Thursday, October 25, 2007

Would you use a toilet in your car?

A good idea but I'm not sure how well it would catch on. I suppose it is better than hanging out the door! (maybe?)
Gives new meaning to "going in the car"
Tue Oct 23, 11:30 AM
TOKYO (Reuters) - If you're stuck in traffic when Mother Nature calls, Japan's Kaneko Sangyo Co. has developed the loo for you.
The manufacturer of plastic car accessories drew back the curtain on Tuesday on its new portable toilet for cars.
The toilet comes with a curtain large enough to conceal users and a plastic bag to collect waste.
"The commode will come in handy during major disasters such as earthquakes or when you are caught in a traffic jam," a company official told reporters, according to Kyodo News.
Japan is situated on the Pacific "Ring of Fire" and accounts for about 20 percent of the world's earthquakes of magnitude 6 or greater.
Drivers stranded by tectonic movements or stuck in tailbacks simply assemble the cardboard toilet bowl, fit a water-absorbent sheet inside and draw round the curtain.
The product is small enough to fit inside a suitcase, the company said.
But prospective customers will have to hang on until November 15, when the firm begins selling the new product online.

Monday, October 22, 2007

Toilet House in Korea

I'm going to have to check this out sometime (if I can)!!! It's near Suwon, just south of Seoul (connected on the subway, though).
Clean loo campaigner to open toilet-shaped home
by Lim Chang-Won Thu Oct 11, 12:54 AM ET
SEOUL (AFP) - Sim Jae-Duck was born in a restroom and now he plans to live and die in one -- a 1.6 million dollar toilet-shaped house designed to promote his tireless campaign for cleaner loos worldwide.
Sim will open what is billed as the world's one and only toilet house on November 11 to mark the launch of his World Toilet Association.
The 419-square-metre (4,508-sq-foot) concrete and glass structure is rising on the site of Sim's former home in his native city of Suweon, 40 kilometres (24 miles) south of Seoul.
Before he moves in, anyone who is flush with funds can rent it for 50,000 dollars a day -- with proceeds going to his campaign to provide poor countries with proper sanitary facilities.
Apart from two bedrooms, two guestrooms and other rooms, the two-storey house -- of course -- features three deluxe toilets.
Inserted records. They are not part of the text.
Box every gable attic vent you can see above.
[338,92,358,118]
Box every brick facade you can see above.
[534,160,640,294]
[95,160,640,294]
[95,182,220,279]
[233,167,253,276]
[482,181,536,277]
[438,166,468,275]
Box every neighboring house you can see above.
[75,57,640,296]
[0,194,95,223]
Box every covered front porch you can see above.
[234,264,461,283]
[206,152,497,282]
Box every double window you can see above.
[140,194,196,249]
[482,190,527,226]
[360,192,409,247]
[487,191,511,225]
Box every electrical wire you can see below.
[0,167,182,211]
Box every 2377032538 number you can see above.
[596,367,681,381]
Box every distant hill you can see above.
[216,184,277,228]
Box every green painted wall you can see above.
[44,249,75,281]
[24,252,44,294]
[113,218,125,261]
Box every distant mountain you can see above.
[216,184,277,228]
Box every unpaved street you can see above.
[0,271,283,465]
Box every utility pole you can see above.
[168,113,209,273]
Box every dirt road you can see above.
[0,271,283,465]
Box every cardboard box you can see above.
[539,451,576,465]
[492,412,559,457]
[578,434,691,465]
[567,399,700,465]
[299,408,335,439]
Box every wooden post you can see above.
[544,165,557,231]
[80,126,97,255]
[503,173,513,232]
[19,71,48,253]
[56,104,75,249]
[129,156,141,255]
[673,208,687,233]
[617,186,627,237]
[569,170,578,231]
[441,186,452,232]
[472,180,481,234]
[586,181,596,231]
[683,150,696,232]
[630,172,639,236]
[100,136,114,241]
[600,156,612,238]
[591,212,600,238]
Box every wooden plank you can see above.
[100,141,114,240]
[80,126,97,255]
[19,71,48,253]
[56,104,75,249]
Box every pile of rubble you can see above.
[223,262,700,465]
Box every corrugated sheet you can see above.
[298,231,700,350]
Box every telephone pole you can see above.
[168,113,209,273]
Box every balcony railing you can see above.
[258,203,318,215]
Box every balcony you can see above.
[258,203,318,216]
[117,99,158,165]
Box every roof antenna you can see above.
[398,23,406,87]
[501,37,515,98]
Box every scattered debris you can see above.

Unlike the giant "toilet" in which they are located, they will not be see-through affairs.
"A showcase bathroom screened by a glass wall is located in its centre, while other toilets have elegant fittings or water conservation devices," Sim told AFP.
The showcase loo will feature a device producing a mist to make users feel secure. An electronic sensor will raise the lid automatically when people enter, and there will also be music for patrons.
The house, complete with a stream and small garden in front, is named Haewoojae, meaning "a place of sanctuary where one can solve one's worries".
Sim's birth in a restroom was in line with traditional beliefs.
"It was intentional. My mother followed advice from my grandmother that people born in restrooms will enjoy long lives," said the 74-year-old.
Sim's campaign began during his term as Suweon mayor from 1995 to 2002. His drive to transform toilets into "clean and beautiful resting places imbued with culture" earned him the nickname "Mayor Toilet".
Public restrooms in the city were jazzed up with paintings, fresh flowers or even small gardens. His achievements prompted Sim to launch the Korea Toilet Association in 1999, in time for South Korea's co-hosting with Japan of the football World Cup three years later.
Then he decided to take his clean toilets drive worldwide. The proposed World Toilet Association might be seen to rival squeaky-clean Singapore, where the World Toilet Organisation is based, but Sim has said the work of the two bodies will not overlap.
Indeed, he hopes his toilet house will highlight the global need for better sanitation.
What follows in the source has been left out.